A reader sent me this email recently:
Dude, your net worth has gone up crazy high in a short amount of time. Are you making this stuff up?
Nope, it’s all true.
Big Tech Tantrums
2020 has been a hell of a year for the portfolio. We’re up about $600,000. and last Thursday, our net worth touched $3,000,000 for the first time.

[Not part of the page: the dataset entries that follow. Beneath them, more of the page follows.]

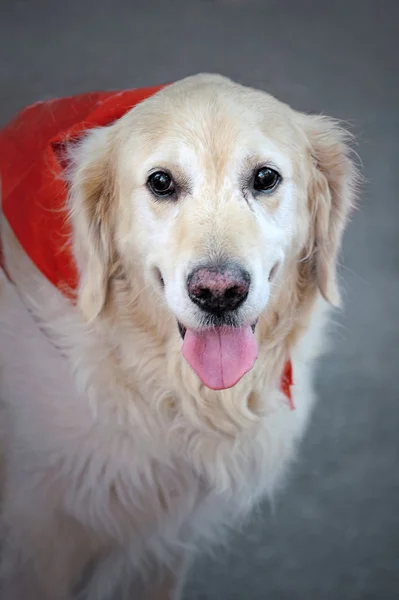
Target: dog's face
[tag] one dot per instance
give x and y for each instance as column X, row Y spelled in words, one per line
column 211, row 190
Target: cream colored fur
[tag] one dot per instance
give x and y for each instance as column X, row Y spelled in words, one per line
column 114, row 454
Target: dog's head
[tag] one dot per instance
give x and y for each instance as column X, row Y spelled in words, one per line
column 211, row 194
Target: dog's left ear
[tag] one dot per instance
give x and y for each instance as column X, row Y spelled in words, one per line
column 331, row 197
column 92, row 200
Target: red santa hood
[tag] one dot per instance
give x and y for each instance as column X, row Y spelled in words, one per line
column 33, row 188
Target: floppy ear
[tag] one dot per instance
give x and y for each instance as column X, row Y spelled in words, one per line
column 92, row 199
column 331, row 197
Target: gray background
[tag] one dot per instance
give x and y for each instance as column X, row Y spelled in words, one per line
column 334, row 531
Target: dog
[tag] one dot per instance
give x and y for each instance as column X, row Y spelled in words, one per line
column 157, row 356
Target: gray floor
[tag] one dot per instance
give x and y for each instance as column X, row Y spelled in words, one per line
column 334, row 531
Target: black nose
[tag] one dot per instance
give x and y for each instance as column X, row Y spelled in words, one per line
column 218, row 289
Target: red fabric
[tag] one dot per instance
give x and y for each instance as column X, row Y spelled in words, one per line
column 33, row 190
column 287, row 382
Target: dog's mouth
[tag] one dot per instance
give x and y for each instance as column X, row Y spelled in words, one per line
column 220, row 355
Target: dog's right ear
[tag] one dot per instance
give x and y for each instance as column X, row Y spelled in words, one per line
column 92, row 206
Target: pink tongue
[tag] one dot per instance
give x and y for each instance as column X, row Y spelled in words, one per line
column 220, row 356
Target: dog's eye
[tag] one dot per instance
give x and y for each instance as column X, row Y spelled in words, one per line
column 161, row 184
column 266, row 180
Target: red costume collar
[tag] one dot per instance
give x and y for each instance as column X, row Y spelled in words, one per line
column 33, row 189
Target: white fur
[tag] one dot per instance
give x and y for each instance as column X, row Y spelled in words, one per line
column 112, row 451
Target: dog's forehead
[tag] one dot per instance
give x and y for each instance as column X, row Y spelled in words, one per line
column 224, row 142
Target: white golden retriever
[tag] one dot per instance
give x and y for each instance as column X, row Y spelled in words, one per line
column 141, row 422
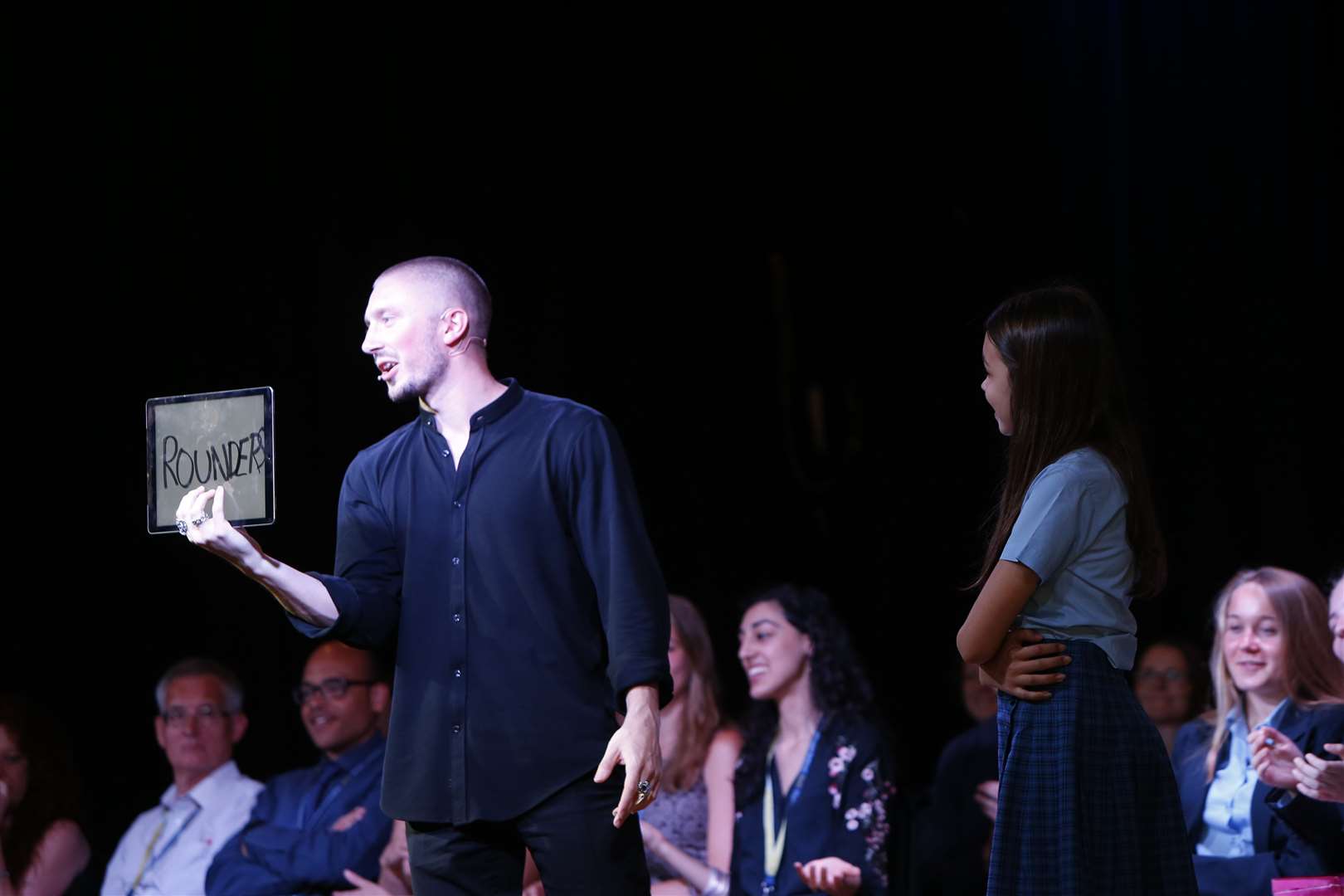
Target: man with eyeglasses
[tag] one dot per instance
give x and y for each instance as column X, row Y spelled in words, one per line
column 168, row 848
column 311, row 825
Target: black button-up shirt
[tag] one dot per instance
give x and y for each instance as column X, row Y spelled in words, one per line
column 500, row 577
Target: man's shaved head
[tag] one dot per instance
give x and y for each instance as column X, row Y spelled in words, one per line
column 450, row 284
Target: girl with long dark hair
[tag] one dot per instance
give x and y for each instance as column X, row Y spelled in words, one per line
column 1086, row 796
column 43, row 850
column 813, row 796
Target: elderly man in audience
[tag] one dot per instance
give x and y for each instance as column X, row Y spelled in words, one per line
column 312, row 824
column 169, row 848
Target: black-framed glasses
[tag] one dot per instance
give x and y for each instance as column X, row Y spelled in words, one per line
column 206, row 715
column 331, row 688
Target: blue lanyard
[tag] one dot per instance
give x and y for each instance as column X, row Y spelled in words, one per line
column 774, row 843
column 164, row 850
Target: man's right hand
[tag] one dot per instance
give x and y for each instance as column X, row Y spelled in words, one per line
column 299, row 592
column 1023, row 664
column 212, row 529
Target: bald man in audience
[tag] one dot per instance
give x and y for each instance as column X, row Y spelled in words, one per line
column 312, row 824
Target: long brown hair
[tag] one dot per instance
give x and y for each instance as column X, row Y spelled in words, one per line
column 700, row 709
column 1312, row 674
column 52, row 793
column 1066, row 395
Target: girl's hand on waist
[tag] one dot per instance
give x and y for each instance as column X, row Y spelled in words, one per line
column 1025, row 664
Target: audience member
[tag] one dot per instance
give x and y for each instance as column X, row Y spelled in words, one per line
column 394, row 874
column 1170, row 685
column 957, row 822
column 816, row 809
column 42, row 850
column 1274, row 683
column 168, row 848
column 1317, row 777
column 314, row 824
column 689, row 830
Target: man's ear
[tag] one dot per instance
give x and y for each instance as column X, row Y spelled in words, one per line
column 455, row 325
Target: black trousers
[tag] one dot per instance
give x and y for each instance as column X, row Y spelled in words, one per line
column 570, row 835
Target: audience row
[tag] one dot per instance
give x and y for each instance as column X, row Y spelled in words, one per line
column 1261, row 774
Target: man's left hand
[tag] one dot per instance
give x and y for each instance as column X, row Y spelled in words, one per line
column 635, row 746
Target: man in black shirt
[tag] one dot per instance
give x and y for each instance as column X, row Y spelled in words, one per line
column 498, row 535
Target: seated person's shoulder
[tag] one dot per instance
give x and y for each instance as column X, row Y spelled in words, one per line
column 60, row 856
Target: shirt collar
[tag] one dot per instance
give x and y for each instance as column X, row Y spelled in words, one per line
column 208, row 787
column 488, row 414
column 353, row 758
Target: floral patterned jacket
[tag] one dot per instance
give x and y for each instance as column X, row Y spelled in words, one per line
column 841, row 806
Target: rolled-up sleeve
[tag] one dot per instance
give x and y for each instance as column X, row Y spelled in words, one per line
column 611, row 536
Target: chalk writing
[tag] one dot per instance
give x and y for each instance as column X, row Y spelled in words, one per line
column 214, row 462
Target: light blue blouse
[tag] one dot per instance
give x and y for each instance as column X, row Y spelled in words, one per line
column 1227, row 807
column 1071, row 533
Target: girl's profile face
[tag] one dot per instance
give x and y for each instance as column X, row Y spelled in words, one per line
column 773, row 653
column 1253, row 644
column 997, row 387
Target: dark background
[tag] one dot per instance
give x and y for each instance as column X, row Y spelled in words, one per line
column 765, row 256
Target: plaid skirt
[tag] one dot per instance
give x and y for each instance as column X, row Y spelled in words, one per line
column 1088, row 804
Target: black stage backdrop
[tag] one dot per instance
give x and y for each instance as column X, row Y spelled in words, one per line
column 767, row 261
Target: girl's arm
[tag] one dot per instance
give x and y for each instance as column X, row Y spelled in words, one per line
column 1006, row 592
column 56, row 861
column 718, row 783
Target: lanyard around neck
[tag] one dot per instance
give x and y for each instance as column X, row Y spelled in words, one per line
column 151, row 859
column 773, row 841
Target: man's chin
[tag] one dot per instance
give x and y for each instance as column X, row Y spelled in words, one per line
column 401, row 394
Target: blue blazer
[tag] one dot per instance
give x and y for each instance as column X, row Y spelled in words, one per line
column 1293, row 835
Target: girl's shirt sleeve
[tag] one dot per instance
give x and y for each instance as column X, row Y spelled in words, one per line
column 866, row 809
column 1058, row 519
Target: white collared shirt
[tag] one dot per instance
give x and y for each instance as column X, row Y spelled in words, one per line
column 195, row 826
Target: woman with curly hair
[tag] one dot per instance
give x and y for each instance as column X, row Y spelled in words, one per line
column 813, row 796
column 43, row 850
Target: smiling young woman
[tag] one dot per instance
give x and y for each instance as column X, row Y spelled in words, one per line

Coincidentally, I was listening to the Animal Spirits podcast which explained one of the factors that got us there:
If you’re going to pick a handful of individual stocks that are going to be grand slams, it’s going to be qualitative, not quantitative that gets you there.–Ben Carlson
Stock Speculation, Awesome Appreciation, And Careful Consternation
I’ve done really well with stocks. Here is a snapshot of some of my holdings:
I could tell you why I bought each of these stocks in one sentence:
- Amazon: Online shopping and outsourced computing (AWS) are the future and Amazon is the leader.
- Facebook: Facebook will successfully migrate to mobile and will successfully monetize the platform. (In 2012, Facebook was a desktop platform and the site was barely monetized)
- Tesla: Electric cars are the future and Elon Musk is the human who can lead the revolution.
Note that I said nothing about valuations, earnings, profits, or dividends. My thoughts were qualitative only.
Qualitative strategy is the opposite of an investor like DGI (Divident Growth Investor).
- DGI looks at numbers. I look at broad trends.
- DGI is looking for potential dividend increases. I’m looking at the potential for growth.
- DGI is betting on the status quo. I’m betting on disruption.
Before you dividend-heads jump all over me, I’m not saying that his approach is wrong. DGI sleeps better with cash-flow. I sleep better with speculative growth.
And The Problem
Attentive readers may have figured out one flaw in my strategy. There was a clue in the caption of my eTrade account screen capture above:
I purchased almost all of these in 2012.
I purchased these stocks 8 years ago. Almost all stock market investments since then have been index funds. Why? The answer is simple:
I haven’t felt strongly about any individual company since then.
If you asked me what stock to buy today, I’d tell you to buy all of them. AKA VTSAX. Massive growth just isn’t easily repeatable. My obsession with tech gave me some good ideas that I acted upon. I haven’t had another good idea in 8 years.
I also question staying power. Amazon, Facebook, and Tesla are all juggernauts now, but I wouldn’t be at all surprised if one of them is gone by 2040. Microsoft or Google could destroy Amazon’s cash cow, AWS. A hipper social network will destroy Facebook. Most major auto manufacturers are gunning for Tesla with their own electric car lineups. Or maybe Uncle Sam will break them up.
No empire lasts forever. The same disruption that helped make me a paper multi-millionaire will eventually kill my cash cows.
My juggernauts will turn into jugger-nots. (I’m such a jargonaut)
Enough jabberwockery! Go buy an index fund.